He’s got 25 guests coming to his place in a couple of hours, but Mohan Ayyar is typically calm and composed as he chats with Indian Link.
He’s talking about the great love of his life, Carnatic music, of which you could say he’s a pioneer of sorts in Sydney’s Indian community.
As one of three founders of the classical music organisation Pallavi Inc, Mohan has been responsible for the thriving classical scene in Sydney for the past 25 years.
In fact, the 25 guests that Mohan is preparing to receive are all musicians, brought together for a major event to mark this special milestone.
The Tamil drama Sri Thyagarajar, featuring the popular actor TV Varadharajan, is set to be staged on Sun 1 March at Red Gum Function Centre in Wentworthville.
Joining him on stage will be no less than twenty other artistes, ten from India and ten from Sydney Nadaga Priya.
Pallavi Inc has certainly come a long way. Tracing its history, Mohan said, “It began as an idea in 1994. There was very little by way of Indian classical concerts back then, and with fellow music aficionados V RamNath and VV Ramesh, I organised two concerts to test out the audience. The early response was so good that we formally launched in 1995 as Pallavi Inc, with a star of the stature of Bombay Jayashri.”

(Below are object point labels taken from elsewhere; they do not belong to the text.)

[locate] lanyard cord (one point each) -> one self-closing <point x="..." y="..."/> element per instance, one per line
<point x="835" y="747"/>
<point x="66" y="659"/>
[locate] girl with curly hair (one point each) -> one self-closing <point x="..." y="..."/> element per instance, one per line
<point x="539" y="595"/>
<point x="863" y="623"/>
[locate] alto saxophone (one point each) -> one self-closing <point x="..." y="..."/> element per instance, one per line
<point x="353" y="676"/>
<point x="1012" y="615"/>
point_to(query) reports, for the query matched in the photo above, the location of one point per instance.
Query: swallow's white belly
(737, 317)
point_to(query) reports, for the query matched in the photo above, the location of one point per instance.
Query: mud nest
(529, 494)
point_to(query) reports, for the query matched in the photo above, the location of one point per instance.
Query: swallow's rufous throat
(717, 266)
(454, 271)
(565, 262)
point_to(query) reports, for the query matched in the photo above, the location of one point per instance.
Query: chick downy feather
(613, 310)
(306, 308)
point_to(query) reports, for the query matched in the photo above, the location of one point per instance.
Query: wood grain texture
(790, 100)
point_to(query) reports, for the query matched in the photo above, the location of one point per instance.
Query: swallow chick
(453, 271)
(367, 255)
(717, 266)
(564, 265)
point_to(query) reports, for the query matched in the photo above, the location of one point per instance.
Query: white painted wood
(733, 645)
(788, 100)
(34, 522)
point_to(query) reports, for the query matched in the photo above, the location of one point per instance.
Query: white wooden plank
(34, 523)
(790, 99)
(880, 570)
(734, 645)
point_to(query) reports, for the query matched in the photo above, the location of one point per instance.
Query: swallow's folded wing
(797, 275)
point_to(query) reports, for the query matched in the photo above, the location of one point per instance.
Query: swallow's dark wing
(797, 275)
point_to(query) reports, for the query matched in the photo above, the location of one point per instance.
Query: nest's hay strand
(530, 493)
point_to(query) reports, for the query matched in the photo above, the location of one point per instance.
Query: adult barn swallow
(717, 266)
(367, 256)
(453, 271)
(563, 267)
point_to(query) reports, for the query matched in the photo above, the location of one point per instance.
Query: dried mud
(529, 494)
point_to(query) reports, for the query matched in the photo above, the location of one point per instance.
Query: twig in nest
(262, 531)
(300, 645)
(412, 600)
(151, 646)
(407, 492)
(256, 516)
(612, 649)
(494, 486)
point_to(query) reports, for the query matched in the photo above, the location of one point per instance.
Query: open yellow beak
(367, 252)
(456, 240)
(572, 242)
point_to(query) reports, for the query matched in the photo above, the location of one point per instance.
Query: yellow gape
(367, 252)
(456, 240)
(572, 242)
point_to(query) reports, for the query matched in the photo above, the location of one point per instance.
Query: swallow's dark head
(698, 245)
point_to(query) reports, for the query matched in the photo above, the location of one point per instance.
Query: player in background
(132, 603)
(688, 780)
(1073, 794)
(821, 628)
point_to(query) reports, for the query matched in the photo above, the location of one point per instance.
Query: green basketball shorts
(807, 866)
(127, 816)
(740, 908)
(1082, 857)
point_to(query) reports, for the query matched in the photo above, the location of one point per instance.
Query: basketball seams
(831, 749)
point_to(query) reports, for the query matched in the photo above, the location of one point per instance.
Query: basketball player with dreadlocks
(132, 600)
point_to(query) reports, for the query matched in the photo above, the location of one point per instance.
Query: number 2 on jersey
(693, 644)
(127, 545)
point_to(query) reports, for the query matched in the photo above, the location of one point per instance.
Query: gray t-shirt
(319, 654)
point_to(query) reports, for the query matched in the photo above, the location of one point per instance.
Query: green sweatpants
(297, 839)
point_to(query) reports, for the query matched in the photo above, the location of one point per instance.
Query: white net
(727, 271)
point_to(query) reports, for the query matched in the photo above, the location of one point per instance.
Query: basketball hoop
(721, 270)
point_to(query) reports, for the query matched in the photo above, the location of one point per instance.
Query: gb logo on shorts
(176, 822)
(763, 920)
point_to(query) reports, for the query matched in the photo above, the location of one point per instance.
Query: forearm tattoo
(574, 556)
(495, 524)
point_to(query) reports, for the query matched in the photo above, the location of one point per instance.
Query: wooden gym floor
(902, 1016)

The name Pallavi was well chosen: it is Sanskrit for ‘sprout’ or ‘shoot’, and if the founders intended it to be ‘a stem resource for expansion’ they must be quite pleased with it all now.
RamNath said, “In its 25 years, Pallavi has successfully presented a total of more than fifty concerts – music as well as dance – by some of the best-known artistes from India.”
Leading lights such as Prof TN Krishnan, MS Gopalakrishnan, Lalgudi G. Jayaraman, Dr M. Balamuralikrishna, Umayalpuram Sivaraman, Prof Trichy Sankaran, Karaikudi Mani, Chitra Visweswaran and Malavika Sarukkai have all performed in Sydney as guests of Pallavi.
Access to these legendary musicians, it turned out, was not difficult; no doubt they were impressed by the sincerity of the efforts in far-away Sydney, but equally, all three founders have family links to the industry in India (VV Ramesh particularly, is the brother of VV Sundaram of Cleveland fame, the largest centre for Carnatic music outside of India).
At the same time, Pallavi was able to spot emerging talent particularly well. “Some of the young musicians we presented to our audience in the 1990s such as Sudha Ragunathan, Sanjay Subramanyam and S. Sowmya are now at the pinnacle of their careers,” Mohan beamed.
Mohan himself is a performing musician: his preferred instrument is the keyboards, which he picked up on his own as a teen. He continues to teach even though his day job is not in music, and he also runs the website www.carnaticcorner.com His wife Sangeetha is well-known as a vocalist.
Of course there have been challenges along the way. “Costs were high, given that Australia is a small audience with only two cities Sydney and Melbourne. In the US, with 15-20 cities on the tour map, it is easier to share the bulk of the costs. But the artistes were eager to come, and so we took the financial gamble even though the costs were prohibitive and we bore some losses.”
The concerts though were always impeccably organised, and so Pallavi built up critical acclaim.
“We took pains to start on the dot and kept speeches to a minimum, making it all about the performance alone,” Mohan shared.
Except maybe once when the stage curtains were set ablaze accidentally, he laughed.
“It was in our first year and we had a sell-out show with Lalgudi Jayaraman at Sydney Uni. The curtains caught on fire, and we had to evacuate 500-odd people! The fire brigade came… but luckily no major damage was done, and the concert resumed peacefully.”
As event organisers, Pallavi continues to face challenges.
“The audiences have changed,” Mohan mused. “There’s always been lots of interest, but new organisations sprang up, and competing activities have increased such as the weekend movies. Despite the increase in population, we find we are now having to skip the large auditoriums as venues in favour of smaller community centres.”
And yet, the determination in his voice is quite clear as he concludes, “We are going to continue bringing the great tradition of Indian classical music and dance to wider audiences, especially to the youth. With community support, we hope to continue organising quality concerts.”
In case you’re interested in their latest offering Sri Thyagarajar, you might be disappointed: it has now sold out.